White House delays gun reporting requirement along Mexican border

Authorities have struggled to keep U.S. retailers' firearms from falling into the hands of drug cartels as violence increases south of the border.
Washington Post Staff Writer
Friday, February 4, 2011; 10:46 PM

White House budget officials dealt federal firearms investigators a setback Friday when they rejected an emergency request for a rule meant to help catch gunrunners to Mexico.

The decision delays for at least two months a proposed requirement that gun dealers along the Mexican border report anyone who buys two or more assault weapons in five days. White House officials said the delay will give the public more time - until Feb. 14 - to comment on the proposal.

Meg Reilly, spokeswoman for the Office of Management and Budget, said the decision follows President Obama's directive to curb excessive regulation and "is consistent with the president's call for more transparency and opportunities for public participation in his recent executive order."

The delay marks the second time that the rule, which is strongly opposed by the gun industry and the National Rifle Association, has been put on hold. The idea was shelved by then-White House Chief of Staff Rahm Emanuel last year and was not reconsidered until after the midterm congressional elections.

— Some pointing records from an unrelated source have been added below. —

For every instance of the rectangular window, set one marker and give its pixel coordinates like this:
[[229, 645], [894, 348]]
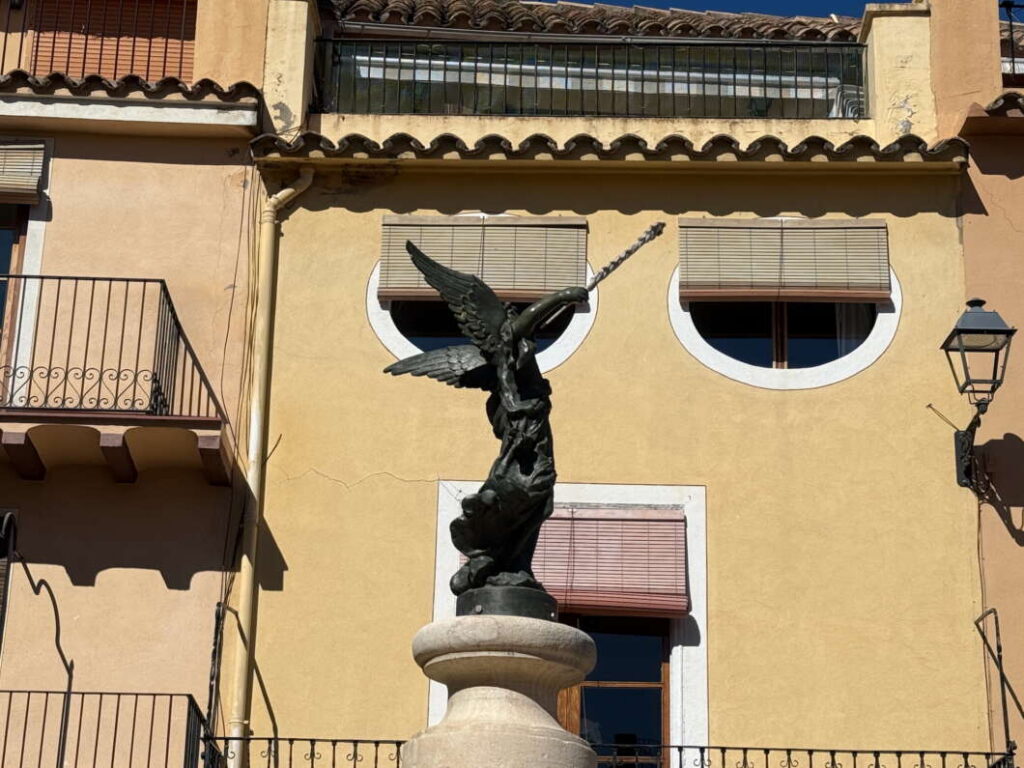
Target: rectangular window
[[151, 38], [614, 560], [666, 79], [10, 229], [622, 707]]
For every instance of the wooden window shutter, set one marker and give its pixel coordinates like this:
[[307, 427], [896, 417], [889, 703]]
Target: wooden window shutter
[[521, 258], [614, 561], [151, 38], [783, 259], [20, 171]]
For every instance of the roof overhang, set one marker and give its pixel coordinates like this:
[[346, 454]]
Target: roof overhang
[[908, 155], [129, 105], [1004, 117]]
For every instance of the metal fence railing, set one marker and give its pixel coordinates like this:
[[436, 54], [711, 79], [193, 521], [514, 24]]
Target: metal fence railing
[[328, 753], [658, 79], [1011, 28], [308, 753], [98, 344], [114, 38], [102, 730]]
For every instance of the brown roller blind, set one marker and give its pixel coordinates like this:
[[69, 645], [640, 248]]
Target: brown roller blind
[[20, 171], [521, 258], [783, 259], [623, 561], [151, 38]]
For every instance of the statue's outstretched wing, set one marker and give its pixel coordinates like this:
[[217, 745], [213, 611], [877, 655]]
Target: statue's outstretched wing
[[477, 310], [461, 366]]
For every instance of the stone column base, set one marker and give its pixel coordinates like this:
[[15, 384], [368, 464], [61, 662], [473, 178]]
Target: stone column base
[[503, 674]]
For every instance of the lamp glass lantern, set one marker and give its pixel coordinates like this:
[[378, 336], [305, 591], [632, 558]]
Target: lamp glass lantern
[[978, 348]]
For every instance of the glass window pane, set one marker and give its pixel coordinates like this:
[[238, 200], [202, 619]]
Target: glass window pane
[[7, 238], [430, 325], [621, 716], [627, 657], [741, 330], [821, 332]]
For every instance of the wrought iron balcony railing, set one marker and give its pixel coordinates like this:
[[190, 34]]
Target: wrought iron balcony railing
[[333, 753], [102, 730], [1011, 42], [706, 79], [151, 38], [97, 344]]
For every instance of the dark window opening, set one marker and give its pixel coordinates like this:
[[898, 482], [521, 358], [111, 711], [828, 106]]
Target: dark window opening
[[10, 223], [783, 334], [430, 325], [622, 707]]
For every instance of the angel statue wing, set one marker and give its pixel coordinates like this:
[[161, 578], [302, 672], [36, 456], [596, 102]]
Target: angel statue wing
[[479, 314]]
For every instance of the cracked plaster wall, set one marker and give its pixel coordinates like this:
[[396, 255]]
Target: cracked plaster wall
[[820, 567]]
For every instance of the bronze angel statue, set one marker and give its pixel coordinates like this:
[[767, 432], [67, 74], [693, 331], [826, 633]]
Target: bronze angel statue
[[499, 525]]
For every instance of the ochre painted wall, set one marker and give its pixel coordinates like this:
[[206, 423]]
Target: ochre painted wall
[[993, 199], [137, 568], [128, 578], [230, 39], [842, 576], [180, 210]]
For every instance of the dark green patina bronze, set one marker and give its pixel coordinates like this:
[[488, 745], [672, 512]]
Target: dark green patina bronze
[[500, 523]]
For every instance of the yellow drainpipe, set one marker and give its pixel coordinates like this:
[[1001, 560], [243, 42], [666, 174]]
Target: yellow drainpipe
[[259, 410]]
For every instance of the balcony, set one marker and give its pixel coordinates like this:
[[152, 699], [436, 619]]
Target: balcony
[[102, 730], [333, 753], [97, 370], [664, 79], [113, 66], [1012, 43]]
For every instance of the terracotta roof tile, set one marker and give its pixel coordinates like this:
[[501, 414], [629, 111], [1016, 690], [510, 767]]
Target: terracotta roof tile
[[22, 81], [570, 17], [1009, 104], [629, 146]]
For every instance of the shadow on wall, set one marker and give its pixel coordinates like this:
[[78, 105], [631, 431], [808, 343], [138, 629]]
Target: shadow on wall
[[998, 156], [1000, 461], [366, 189], [169, 520]]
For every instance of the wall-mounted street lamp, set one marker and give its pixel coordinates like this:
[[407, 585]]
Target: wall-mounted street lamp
[[977, 348]]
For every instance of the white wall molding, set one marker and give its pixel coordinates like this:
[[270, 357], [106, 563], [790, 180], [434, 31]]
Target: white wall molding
[[688, 657], [208, 117], [873, 346]]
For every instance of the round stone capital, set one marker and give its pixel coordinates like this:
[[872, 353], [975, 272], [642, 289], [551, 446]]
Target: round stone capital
[[548, 641]]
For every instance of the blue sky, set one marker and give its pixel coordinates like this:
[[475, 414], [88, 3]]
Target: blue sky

Officials with the Bureau of Alcohol, Tobacco, Firearms and Explosives had hoped the reporting requirement would help them track potential gunrunners - people such as accused trafficker Sean Christopher Steward, a 28-year-old Phoenix man who purchased more than 100 AK-47s in a single month.

Steward is one of 34 people charged last week with trafficking about 700 firearms to Mexico. Over two days in early December 2009, Steward purchased 50 assault weapons at two stores. Then, on Christmas Eve, he purchased another 40 at a store in Glendale, Ariz. ATF investigators believe the weapons were meant to arm the Sinoloa drug cartel.

ATF officials requested the rule on an emergency basis after more than 30,000 people have been killed and more than 65,000 guns from the United States have been seized during the Mexican government's war with the drug cartels.

This week, Mexico's National Security Council secretary, Alejandro Poire Romero, expressed his concern about U.S. officials' commitment to stopping guns from crossing the border. In an interview, he said, "We need an overwhelming response to prevent these cartels from buying guns in the United States."

Under the proposal, dealers in Arizona, California, New Mexico and Texas would report multiple sales of semiautomatic rifles of greater than .22 caliber with detachable magazines. Rifles such as AK-47s and AR-15s are favored by the cartels.

ATF Acting Director Kenneth Melson had hoped the rule would win broad approval. The purpose, Melson said, "is to identify criminal firearms traffickers, not to prevent the full and free exercise of our Second Amendment rights or to encumber the [dealers] with burdensome paperwork."

But the gun lobby rallied opposition on Capitol Hill. Three Democratic senators and 35 House members wrote to the administration opposing the rule.

"Multiple-sales reporting for long guns is an ill-considered mandate and one that ATF does not have the legal authority to unilaterally impose," gun industry spokesman Ted Novin said. "This reporting requirement would further burden law-abiding firearms retailers with yet another onerous regulation that would do nothing to curb crime."

ATF received good news earlier in the week, however, when the OMB made an unusual announcement that ATF had won a budget battle. Early budget documents obtained by The Washington Post showed that ATF would get a cut of nearly $160 million out of a $1.25 billion budget request - a 12.8 percent reduction that would be 3.6 percent below the current budget.

"Even as we make tough choices across the government," Reilly said, "the 2012 budget includes robust support for Southwest border security, including an increase above current funding levels for the Bureau of Alcohol, Tobacco, Firearms and Explosives."